Our resulting dataframes are ready for exploration and evaluation.

In [3]:
df = prepare.clean_college_df(df)
df = prepare.clean_high_percentage_nulls(df)
df = prepare.obtain_target_variables(df)
print(f'Shape of resulting df:{df.shape}')

dataframe shape: (0, 117)
dataframe shape: (0, 127)
Shape of resulting df:(0, 127)


In [4]:
# Creating income brackets

income_0_30000 = [
'other_fam_income_0_30000',
 'private_fam_income_0_30000',
 'program_fam_income_0_30000',
 'pub_fam_income_0_30000']

income_30001_48000 = [
 'other_fam_income_30001_48000',
 'private_fam_income_30001_48000',
 'program_fam_income_30001_48000',
 'pub_fam_income_30001_48000']

income_48001_75000 = [
'other_fam_income_48001_75000',
'private_fam_income_48001_75000',
'program_fam_income_48001_75000',
'pub_fam_income_48001_75000']

income_75001_110000 = [
'other_fam_income_75001_110000',
'private_fam_income_75001_110000',
'program_fam_income_75001_110000',
'pub_fam_income_75001_110000']

income_over_110000 = [
'other_fam_income_over_110000',
'private_fam_income_over_110000',
'program_fam_income_over_110000',
'pub_fam_income_over_110000']



In [5]:
df = prepare.get_fam_income_col(df, income_0_30000, "fam_income_0_30000")
df = prepare.get_fam_income_col(df, income_30001_48000, "fam_income_30001_48000")
df = prepare.get_fam_income_col(df, income_48001_75000, "fam_income_48001_75000")
df = prepare.get_fam_income_col(df, income_75001_110000, "fam_income_75001_110000")
df = prepare.get_fam_income_col(df, income_over_110000, "fam_income_over_110000")

In [None]:
# Creating region category feature from `state_post_code`
df['us_region'] = df.apply(lambda row: prepare.label_states(row), axis=1)


In [6]:
train, validate, test = prepare.split_data(df)

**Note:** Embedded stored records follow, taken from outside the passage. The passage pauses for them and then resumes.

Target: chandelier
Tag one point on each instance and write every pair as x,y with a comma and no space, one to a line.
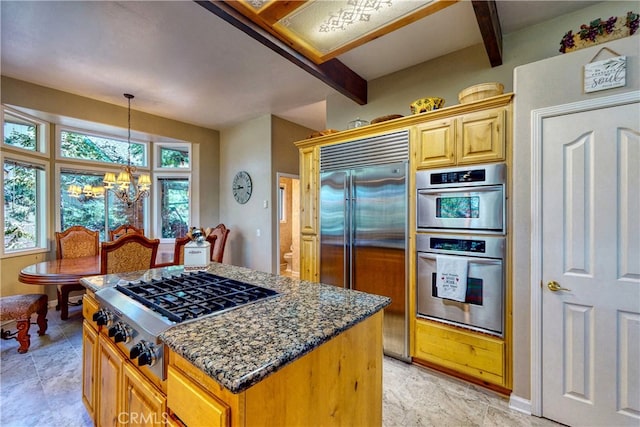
86,192
124,186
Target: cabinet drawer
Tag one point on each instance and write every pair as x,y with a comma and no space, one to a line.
470,353
89,306
192,404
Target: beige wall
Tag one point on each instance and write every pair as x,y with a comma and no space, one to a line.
285,160
247,147
57,107
546,83
446,76
262,147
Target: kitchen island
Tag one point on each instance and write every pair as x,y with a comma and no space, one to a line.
311,355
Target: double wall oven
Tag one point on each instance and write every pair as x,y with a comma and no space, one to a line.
461,225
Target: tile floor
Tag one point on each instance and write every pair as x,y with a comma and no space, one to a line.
43,387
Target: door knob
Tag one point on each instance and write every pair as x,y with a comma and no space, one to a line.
555,286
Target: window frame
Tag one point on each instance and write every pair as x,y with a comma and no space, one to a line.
157,161
42,133
157,221
43,200
86,169
69,164
146,167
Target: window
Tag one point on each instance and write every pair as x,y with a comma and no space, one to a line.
25,202
21,131
174,206
91,207
83,146
173,157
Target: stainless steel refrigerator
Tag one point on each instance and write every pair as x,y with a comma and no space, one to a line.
363,231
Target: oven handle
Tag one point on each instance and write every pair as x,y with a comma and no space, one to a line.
478,189
470,259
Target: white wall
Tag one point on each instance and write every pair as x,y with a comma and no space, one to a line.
546,83
449,74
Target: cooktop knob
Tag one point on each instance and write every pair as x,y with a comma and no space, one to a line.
120,332
103,317
136,350
148,357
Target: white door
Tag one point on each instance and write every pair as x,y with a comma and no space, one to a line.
591,247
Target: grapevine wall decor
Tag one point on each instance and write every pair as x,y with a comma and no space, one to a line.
600,31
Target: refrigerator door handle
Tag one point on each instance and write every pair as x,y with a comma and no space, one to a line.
348,231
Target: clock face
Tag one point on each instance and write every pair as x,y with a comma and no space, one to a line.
242,187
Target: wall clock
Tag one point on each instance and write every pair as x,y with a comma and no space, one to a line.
242,187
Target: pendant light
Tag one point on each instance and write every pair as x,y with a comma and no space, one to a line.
124,186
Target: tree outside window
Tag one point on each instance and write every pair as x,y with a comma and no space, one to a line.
22,196
174,206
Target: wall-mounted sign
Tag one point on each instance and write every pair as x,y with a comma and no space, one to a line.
605,74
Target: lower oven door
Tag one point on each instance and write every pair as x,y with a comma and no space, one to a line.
483,309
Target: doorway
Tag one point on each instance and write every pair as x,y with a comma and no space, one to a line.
288,225
585,256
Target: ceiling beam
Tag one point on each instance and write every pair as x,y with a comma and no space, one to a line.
333,72
487,16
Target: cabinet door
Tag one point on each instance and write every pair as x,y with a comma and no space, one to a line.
143,403
466,352
109,374
481,136
193,404
436,144
89,360
309,258
308,190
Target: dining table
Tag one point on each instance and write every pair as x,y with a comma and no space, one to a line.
69,271
65,271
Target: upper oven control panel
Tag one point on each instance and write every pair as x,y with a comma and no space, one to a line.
491,174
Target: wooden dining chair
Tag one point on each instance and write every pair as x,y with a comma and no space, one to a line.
131,252
74,242
217,237
123,230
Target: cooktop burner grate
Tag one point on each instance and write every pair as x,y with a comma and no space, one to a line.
194,295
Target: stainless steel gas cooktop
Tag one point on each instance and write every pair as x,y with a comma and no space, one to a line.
137,313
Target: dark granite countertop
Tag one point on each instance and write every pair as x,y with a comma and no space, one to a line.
241,347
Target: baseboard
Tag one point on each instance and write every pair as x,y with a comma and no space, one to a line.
519,404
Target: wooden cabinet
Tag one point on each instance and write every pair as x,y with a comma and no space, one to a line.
465,134
309,258
113,390
331,385
472,354
481,136
143,403
477,137
89,359
436,143
309,190
108,390
193,404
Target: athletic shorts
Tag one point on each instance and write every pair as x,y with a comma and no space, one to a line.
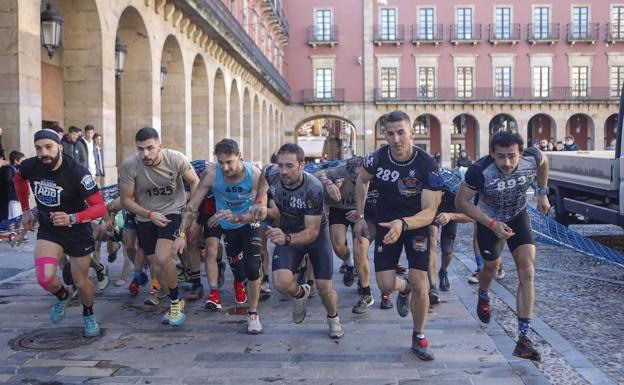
320,253
149,233
415,242
248,240
76,241
337,216
491,246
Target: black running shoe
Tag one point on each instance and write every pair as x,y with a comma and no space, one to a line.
484,311
524,349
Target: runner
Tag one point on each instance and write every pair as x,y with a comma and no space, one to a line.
501,179
303,229
151,185
409,187
67,199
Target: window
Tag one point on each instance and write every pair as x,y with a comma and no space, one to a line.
464,82
426,82
464,23
388,24
389,82
541,22
323,83
426,24
503,23
617,80
579,82
541,82
322,25
617,21
580,22
502,82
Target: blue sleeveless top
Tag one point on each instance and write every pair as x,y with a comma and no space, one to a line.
235,197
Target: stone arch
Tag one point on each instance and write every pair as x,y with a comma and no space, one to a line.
200,101
134,100
248,134
220,107
172,110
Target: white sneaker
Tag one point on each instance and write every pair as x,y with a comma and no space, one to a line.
335,329
253,324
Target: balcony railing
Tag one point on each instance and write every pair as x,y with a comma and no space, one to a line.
383,34
427,34
505,34
461,34
559,94
589,33
322,36
223,27
318,96
614,33
543,33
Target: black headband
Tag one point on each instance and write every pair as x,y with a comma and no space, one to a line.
47,134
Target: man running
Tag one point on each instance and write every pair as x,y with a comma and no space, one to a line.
409,187
501,179
67,199
233,184
151,185
303,229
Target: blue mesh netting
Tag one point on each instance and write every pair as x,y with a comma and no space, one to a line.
546,229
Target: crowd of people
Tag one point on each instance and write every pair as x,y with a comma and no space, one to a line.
170,219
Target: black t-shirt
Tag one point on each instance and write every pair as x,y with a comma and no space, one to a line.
63,190
295,204
501,196
400,184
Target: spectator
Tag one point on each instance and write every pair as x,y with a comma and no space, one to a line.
74,146
99,159
570,145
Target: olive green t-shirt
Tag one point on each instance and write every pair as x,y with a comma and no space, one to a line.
157,188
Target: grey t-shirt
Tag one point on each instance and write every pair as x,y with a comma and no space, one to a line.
295,204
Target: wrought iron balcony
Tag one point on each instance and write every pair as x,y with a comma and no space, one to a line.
505,34
465,34
543,33
427,34
389,34
323,96
322,36
577,33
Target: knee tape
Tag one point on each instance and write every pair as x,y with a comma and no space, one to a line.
40,264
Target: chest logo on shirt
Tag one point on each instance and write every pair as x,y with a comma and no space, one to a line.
48,193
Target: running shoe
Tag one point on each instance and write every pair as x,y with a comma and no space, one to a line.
348,277
524,349
197,292
102,277
484,311
57,313
299,309
474,278
152,298
239,291
386,302
420,347
403,301
92,329
214,300
175,314
335,328
364,303
445,285
434,298
253,324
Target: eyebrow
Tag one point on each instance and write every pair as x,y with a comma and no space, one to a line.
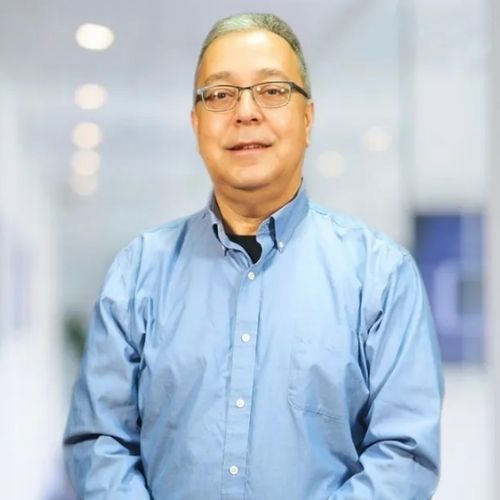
226,75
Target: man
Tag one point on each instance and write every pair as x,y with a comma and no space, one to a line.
263,348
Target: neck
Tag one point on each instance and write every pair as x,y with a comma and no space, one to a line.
243,214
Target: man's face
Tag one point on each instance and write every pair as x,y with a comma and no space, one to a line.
282,134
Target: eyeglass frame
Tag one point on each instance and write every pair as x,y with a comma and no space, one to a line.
293,88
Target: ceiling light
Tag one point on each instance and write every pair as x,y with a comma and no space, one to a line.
90,96
377,139
87,135
84,185
85,162
331,164
94,36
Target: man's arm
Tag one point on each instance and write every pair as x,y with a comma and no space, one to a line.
400,450
101,442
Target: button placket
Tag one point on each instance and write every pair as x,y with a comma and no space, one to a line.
241,385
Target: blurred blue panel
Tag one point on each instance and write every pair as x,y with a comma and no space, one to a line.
449,252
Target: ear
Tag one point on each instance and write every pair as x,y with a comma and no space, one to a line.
308,120
195,124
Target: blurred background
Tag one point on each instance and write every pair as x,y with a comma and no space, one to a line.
96,147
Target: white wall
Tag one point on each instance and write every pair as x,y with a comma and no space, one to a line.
30,337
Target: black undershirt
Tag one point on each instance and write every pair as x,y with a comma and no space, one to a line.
249,243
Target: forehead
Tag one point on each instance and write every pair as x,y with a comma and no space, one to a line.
246,56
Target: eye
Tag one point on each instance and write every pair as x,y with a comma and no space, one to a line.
272,90
219,94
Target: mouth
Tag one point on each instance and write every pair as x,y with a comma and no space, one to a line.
249,146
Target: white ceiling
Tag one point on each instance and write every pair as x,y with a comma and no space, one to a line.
150,171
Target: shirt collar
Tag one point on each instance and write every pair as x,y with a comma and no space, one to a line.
280,225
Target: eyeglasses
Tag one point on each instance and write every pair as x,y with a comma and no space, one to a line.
266,95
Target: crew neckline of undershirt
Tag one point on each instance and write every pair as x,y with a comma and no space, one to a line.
249,243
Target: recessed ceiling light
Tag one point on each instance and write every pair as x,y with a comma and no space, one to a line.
84,185
85,162
331,164
87,135
90,96
377,139
94,36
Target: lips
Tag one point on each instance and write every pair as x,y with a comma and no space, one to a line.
247,146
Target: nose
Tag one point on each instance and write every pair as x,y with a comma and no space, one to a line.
246,109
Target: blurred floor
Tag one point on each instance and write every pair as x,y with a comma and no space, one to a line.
467,441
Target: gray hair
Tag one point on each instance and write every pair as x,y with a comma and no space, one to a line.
252,21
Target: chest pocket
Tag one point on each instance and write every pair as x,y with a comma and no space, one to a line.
324,375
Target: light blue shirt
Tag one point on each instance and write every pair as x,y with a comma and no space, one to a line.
313,374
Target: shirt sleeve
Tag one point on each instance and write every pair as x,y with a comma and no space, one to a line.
400,450
101,441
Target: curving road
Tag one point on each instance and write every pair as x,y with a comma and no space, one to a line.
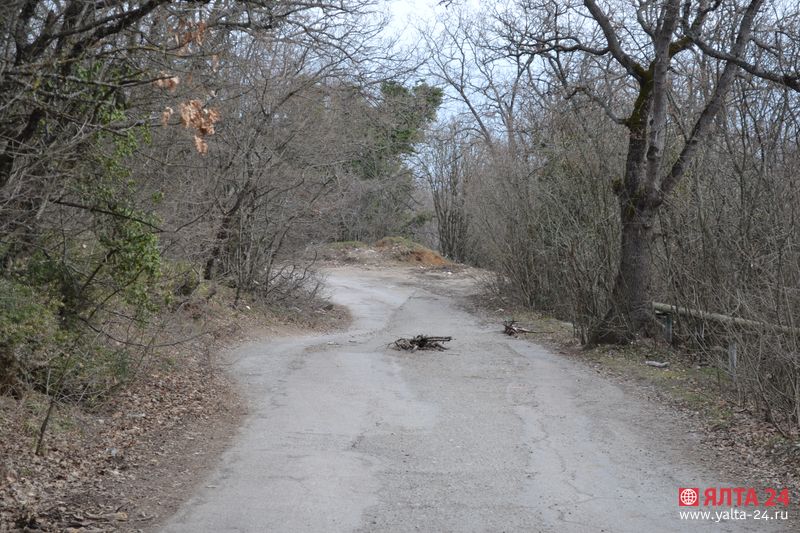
494,435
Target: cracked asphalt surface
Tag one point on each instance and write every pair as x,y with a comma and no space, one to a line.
495,434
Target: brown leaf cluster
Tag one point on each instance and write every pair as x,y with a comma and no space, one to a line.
201,119
170,83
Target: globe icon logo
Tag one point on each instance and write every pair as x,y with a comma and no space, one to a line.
688,496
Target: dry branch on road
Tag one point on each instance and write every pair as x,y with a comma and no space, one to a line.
421,342
511,328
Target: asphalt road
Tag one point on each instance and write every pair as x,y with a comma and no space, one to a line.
495,434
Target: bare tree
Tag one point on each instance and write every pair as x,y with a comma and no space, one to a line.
643,43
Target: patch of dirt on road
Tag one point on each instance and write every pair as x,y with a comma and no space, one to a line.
129,463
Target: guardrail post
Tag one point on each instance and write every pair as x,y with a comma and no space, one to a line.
732,359
668,328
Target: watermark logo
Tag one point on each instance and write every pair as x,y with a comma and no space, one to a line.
688,497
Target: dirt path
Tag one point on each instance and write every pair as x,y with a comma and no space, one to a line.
495,434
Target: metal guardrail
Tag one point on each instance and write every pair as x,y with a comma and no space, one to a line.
670,310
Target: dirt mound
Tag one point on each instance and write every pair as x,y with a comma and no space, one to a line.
407,251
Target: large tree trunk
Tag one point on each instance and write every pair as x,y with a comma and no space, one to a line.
631,300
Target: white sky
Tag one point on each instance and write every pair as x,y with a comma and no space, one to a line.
405,14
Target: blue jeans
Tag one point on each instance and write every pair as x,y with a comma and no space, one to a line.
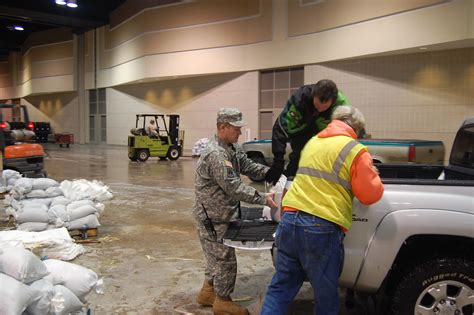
308,248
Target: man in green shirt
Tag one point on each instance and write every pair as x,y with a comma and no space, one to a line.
307,112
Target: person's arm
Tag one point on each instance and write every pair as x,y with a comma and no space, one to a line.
228,180
365,180
249,167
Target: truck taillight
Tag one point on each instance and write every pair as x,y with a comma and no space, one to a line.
411,153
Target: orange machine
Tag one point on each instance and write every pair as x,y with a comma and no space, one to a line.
19,153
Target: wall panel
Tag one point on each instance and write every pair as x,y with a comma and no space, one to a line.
424,95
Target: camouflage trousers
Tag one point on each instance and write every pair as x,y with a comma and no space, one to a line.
221,266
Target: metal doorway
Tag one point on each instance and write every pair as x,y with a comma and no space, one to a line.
97,116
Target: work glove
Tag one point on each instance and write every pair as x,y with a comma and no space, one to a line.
291,170
273,174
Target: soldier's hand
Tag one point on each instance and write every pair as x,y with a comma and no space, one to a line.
269,200
376,170
273,174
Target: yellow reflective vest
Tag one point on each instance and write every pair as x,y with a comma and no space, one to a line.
322,184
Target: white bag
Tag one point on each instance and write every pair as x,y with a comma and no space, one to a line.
43,183
21,264
43,305
58,211
80,212
15,296
37,213
64,301
23,185
79,203
78,279
32,226
60,200
54,192
37,193
88,222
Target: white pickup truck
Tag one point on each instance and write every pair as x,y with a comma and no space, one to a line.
413,251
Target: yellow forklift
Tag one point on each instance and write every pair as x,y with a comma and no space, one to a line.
164,143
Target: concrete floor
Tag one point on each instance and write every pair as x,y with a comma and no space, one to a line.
149,254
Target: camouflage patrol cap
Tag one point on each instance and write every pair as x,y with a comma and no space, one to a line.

ValueError: With n_samples=0, test_size=0.2 and train_size=None, the resulting train set will be empty. Adjust any of the aforementioned parameters.

In [None]:
# Capping outliers on train df
train = prepare.percentile_capping(train, 0.1, 0.1)

In [None]:
# Running imputer func on train
train_imputed = prepare.train_iterative_imputer(train)


In [None]:
# Performing final imputation on validate and test dfs
validate_imputed, test_imputed = prepare.impute_val_and_test(train, validate, test)

In [None]:
# Checking shape on our samples to confirm appropriate split

print('Imputed Train shape: {}.'.format(train_imputed.shape))
print('Imputed Validate shape: {}.'.format(validate_imputed.shape))
print('Imputed Test shape: {}.'.format(test_imputed.shape))

Total df shape: (48250, 32).
Train shape: (27020, 32).
Validate shape: (11580, 32).
Test shape: (9650, 32).


## Set the Data Context

#### Note: Not all visuals, analysis, and work is shown within this Final Report. 
#### All my work, from start to finish, is available in my `working_notebook.ipynb` file for your reference.

Our acquired and prepared dataset contains information for 48,250 homes. \
    In the process of exploring this data and setting initial hypotheses, I created a figure plotting choice categorical variables with our target variable of `logerror`. Using this figure I determined potential correlation with each of the features stated in my initial hypotheses. The following exploration seeks to answer these questions.